Japan’s ‘Black Widow’ Serial Killer Chisako Kakehi Loses Death Sentence Appeal

A 74-year-old Japanese woman—dubbed “Black Widow” after the venomous spider that ruthlessly kills its partners after mating—will die by hanging after a court dismissed her death sentence appeal on Tuesday.

Chisako Kakehi was 60 when she started her deadly killing spree, offing three elderly partners—including one man she had been married to for less than a month. She also admitted to trying to kill a fourth lover by accidentally using too low a dose of cyanide, her weapon of choice. He later died of cancer.

She was convicted of all three murders and the attempted murder in 2017. Her previous three husbands also died, but prosecutors did not charge her with those deaths which were not considered suspect at the time. There are no plans to exhume their remains for testing.

Kakehi left a trail of damning evidence, including her dating service applications in which she stipulated that any potential matches had to be elderly, ill, or childless. Prosecutors also found medical books in her home, with pages on poisoning earmarked, traces of cyanide, and paraphernalia used to conceal the lethal drug in her lovers’ food and drink.

The murders for which she was eventually convicted took place between 2007 and 2013, during which she racked up a handsome bounty of more than $9 million in inheritance and insurance payouts from the dead men. Prosecutors argued that she seduced them and convinced them to believe her love was earnest, all the while working clandestinely to make sure she was the key benefactor of their fortunes. She lost most of her money in bad stock trading, according to Japanese press reports.

“I will laugh it off and die if I am sentenced to death tomorrow.”

— Chisako Kakehi.

Her trial in 2017, which lasted four months, gripped Japan and called into question why dating services didn’t have an algorithm that would catch someone preying on wealthy or sick, elderly, and childless partners.

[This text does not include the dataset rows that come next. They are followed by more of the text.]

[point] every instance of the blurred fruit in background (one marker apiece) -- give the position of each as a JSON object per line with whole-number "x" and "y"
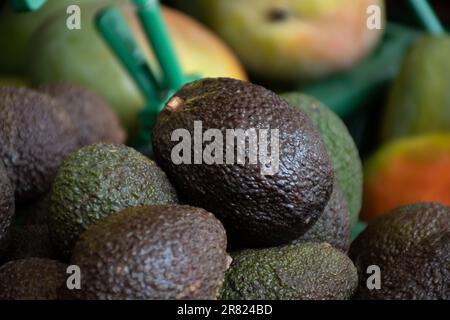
{"x": 56, "y": 54}
{"x": 419, "y": 101}
{"x": 12, "y": 81}
{"x": 407, "y": 171}
{"x": 16, "y": 30}
{"x": 291, "y": 40}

Her crimes were discovered when traces of cyanide were found in her last victim’s blood after police ordered an autopsy on suspicion that the death of so many lovers was surely not coincidental.

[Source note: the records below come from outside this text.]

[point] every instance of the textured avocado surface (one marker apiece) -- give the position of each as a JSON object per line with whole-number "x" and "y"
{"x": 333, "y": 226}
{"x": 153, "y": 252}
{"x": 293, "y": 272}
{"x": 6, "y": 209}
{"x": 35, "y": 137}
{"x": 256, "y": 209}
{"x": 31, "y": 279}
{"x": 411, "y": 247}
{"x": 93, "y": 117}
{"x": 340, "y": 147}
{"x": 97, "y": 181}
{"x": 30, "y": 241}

She readily admitted killing her husband during her trial, then later retracted the confession. “I wasn’t given any money after I married him,” she said in court, according to the Japan Times. “I have no intention of hiding the guilt. I will laugh it off and die if I am sentenced to death tomorrow.”

Yuko Miyazaki, the presiding judge who ruled that Kakehi’s death sentence would be upheld, called her decision unavoidable. “She used cyanide on the men after making them trust her as a life partner,” she said, according to the NHK broadcaster. “It’s a calculated, cruel crime based on a strong intent of murder.”

Kakehi’s lawyers had argued that the elderly assassin suffered from dementia and should not be put to death. No hanging date has been set.